You know where I can get the xstar vtc4?


----------



## Ricgt

Nope you are fine dude, all looks in order to me


----------



## GerhardpaulFourie

@Skobbejak, dis wragtig baie goed vir een maand but as the others said...when the bug bites its definitely not cheaper than smoking, but who can argue against health and nice goodies. Vaping is for sure one of my favourite hobbies. Cheers, enjoy and happy vaping!

Reactions: Like 1 | Agree 1


----------



## Skobbejak

Cool, tx G


----------



## Daniel

Thx I feel better now at least one more person has spent more than me last month lol

Reactions: Funny 1


----------



## Skobbejak

Lol, i think i spend over 15k in a month.... On mods and juice, maby more but dont tell the wife...lol

Reactions: Like 1 | Winner 1 | Funny 1


----------



## Daniel

sho bru , rather delete that post LOL .... hope there's a Reo in that budget ...


----------



## Andre

Daniel said:


> sho bru , rather delete that post LOL .... hope there's a Reo in that budget ...

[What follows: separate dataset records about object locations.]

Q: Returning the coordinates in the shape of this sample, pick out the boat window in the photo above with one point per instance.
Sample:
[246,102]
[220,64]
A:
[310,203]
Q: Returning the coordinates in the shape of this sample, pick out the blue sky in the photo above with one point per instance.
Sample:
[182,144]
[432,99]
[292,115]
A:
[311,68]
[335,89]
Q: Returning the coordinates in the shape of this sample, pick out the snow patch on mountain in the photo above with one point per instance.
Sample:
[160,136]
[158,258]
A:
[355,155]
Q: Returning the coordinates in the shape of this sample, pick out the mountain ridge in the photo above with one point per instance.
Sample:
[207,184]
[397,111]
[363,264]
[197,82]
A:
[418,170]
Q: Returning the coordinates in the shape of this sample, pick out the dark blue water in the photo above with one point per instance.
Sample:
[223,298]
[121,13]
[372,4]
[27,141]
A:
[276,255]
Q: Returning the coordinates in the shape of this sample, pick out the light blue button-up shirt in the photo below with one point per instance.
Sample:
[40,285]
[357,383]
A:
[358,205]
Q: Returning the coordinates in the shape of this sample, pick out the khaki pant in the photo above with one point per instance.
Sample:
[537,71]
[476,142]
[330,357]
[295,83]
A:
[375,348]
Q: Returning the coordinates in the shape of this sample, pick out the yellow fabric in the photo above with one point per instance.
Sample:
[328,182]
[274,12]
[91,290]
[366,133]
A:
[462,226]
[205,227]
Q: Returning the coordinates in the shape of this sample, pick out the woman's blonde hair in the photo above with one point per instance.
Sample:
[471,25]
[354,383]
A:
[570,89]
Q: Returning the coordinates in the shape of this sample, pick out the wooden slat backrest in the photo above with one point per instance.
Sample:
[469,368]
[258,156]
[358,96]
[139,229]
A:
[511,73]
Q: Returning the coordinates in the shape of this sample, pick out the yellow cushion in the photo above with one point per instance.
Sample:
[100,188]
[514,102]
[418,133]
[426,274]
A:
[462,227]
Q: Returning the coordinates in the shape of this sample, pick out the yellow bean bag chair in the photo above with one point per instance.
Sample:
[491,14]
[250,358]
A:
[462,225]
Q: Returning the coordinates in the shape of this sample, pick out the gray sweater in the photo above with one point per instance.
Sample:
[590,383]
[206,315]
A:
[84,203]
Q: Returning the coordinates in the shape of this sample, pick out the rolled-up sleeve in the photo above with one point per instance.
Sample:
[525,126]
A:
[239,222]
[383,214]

Reo order round 3 should be closing soon. So hurry if you want before Xmas! http://www.ecigssa.co.za/threads/reo-round-3.7112/


----------



## Daniel

Andre said:


> Reo order round 3 should be closing soon. So hurry if you want before Xmas! http://www.ecigssa.co.za/threads/reo-round-3.7112/



Ogh , I'm afraid the vape budget is all tapped out ... besides I think the Reo will be wasted on me I'm a very light Vaper still ....

Reactions: Like 1


----------



## ZYLOSS

Wow, dis nogals n kolleksie daar skobbejak! lekker man, lekker! Soos die res van die mense hierop se, wag tot jy RDA's begin bou en rond mee speel, dis n ander level van amazing. JY moet eendag my Wolraad Wolkemaker ontmoet!


----------